Comment: Banks must wake up to the digital revolution

Savvier customers are a challenge for the big finance houses

Standard Chartered is bullish on the UAE. AP Photo
Standard Chartered is bullish on the UAE. AP Photo

Standard Chartered has reduced its branch network by 10 per cent over the past two years in a clear sign that the shift to digital banking is picking up pace rapidly. Of the remaining branches, some 30 per cent have been shrunk.

The bank, an emerging market specialist, has had a difficult couple of years amid the steepest drop in oil prices since the financial crisis and has been taking many measures, including reducing its headcount to bring profit to its shareholders. Becoming more digital will be another way to save money.

And while the bank was among the biggest sufferers, it has not been alone. Banks and financial services firms have had a tough run since the financial crisis as limits as to how much they can gamble have been imposed by new regulations that require banks to keep more cash at hand to deal with any financial stress.

They are also contending with a changing pattern of behaviour among consumers who are becoming savvier when it comes to getting a good deal for themselves in a world where there is greater transparency in pricing as well as more competition. In the past few years, there has been a flourishing of no-frills online banks that give better interest rates to customers. The legacy banks definitely have their work cut out.

Mainstreet banks contend that customers want value-added services such as wealth management, an area where banks earn handsome fees by charging high rates. The reality, however, even in this part of the bank, is that customers are becoming smarter, opting for low-cost investment vehicles, such as exchange-traded funds that trade on stock exchanges and come with a sliver of the management and sales fees that banks charge.

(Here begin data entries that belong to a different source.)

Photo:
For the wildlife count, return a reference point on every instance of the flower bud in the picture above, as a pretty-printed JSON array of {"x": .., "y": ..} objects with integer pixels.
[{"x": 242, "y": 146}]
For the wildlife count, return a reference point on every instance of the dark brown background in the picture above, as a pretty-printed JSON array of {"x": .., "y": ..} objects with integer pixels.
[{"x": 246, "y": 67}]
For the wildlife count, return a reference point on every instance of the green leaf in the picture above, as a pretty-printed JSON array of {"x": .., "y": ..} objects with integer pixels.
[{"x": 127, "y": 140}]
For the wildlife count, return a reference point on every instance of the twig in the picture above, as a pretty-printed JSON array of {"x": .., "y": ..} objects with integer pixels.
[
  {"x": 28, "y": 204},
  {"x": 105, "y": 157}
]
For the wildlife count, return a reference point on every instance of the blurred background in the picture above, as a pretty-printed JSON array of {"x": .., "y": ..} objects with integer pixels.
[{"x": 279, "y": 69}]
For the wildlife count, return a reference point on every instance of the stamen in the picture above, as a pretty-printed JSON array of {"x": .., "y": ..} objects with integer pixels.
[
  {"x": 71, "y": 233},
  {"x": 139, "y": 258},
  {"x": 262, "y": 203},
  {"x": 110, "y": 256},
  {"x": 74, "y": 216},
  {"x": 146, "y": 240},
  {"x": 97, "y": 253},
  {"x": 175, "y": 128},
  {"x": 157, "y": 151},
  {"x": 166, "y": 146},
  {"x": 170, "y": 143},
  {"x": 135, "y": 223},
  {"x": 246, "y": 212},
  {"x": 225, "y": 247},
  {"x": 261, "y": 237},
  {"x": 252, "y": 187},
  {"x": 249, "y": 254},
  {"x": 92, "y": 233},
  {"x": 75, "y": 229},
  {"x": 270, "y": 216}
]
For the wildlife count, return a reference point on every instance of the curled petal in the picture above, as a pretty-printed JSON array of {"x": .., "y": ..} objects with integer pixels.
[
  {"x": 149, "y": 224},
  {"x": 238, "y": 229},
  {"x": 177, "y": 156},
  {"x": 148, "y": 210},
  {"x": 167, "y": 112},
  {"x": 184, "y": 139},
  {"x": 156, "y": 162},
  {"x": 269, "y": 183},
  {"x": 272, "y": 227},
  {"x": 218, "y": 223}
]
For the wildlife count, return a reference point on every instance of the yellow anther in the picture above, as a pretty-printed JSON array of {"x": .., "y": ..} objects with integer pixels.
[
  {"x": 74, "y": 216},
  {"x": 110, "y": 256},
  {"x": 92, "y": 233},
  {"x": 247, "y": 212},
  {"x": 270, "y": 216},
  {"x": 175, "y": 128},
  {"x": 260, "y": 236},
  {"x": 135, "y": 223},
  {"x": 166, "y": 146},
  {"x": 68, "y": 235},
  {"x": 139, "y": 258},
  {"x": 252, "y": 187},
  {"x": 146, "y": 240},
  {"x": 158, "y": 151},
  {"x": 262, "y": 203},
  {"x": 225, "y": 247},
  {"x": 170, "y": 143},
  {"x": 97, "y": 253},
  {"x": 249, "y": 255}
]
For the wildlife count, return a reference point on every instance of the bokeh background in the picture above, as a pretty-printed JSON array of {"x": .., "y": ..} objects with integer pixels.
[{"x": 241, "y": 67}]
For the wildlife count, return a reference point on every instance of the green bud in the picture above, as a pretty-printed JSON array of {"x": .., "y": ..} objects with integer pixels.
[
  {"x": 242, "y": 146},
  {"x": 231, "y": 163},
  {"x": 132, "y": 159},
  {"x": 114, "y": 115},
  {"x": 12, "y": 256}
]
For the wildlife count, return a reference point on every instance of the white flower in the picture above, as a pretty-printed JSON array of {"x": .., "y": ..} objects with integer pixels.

Many banks are cottoning on to the trends, especially in the UAE, where digital penetration is high compared to the rest of the world thanks to its young, affluent population.

That is why Standard Chartered is bullish on the UAE because despite the slowdown in economic growth in recent years, the country is still a massive trading hub that attracts wealthy businesspeople who have bank accounts and residences in the country.

Of course Standard Chartered is not the only financial institution that is trying to capture business from expatriates and many local banks are beating the trail on the digital front such as Mashreq and Emirates NBD, two Dubai banks, that have been particularly aggressive when it comes to pushing the frontiers of digital banking.

The latter last week raised the bar when it said it would spend Dh1 billion in the next three years on becoming more digital.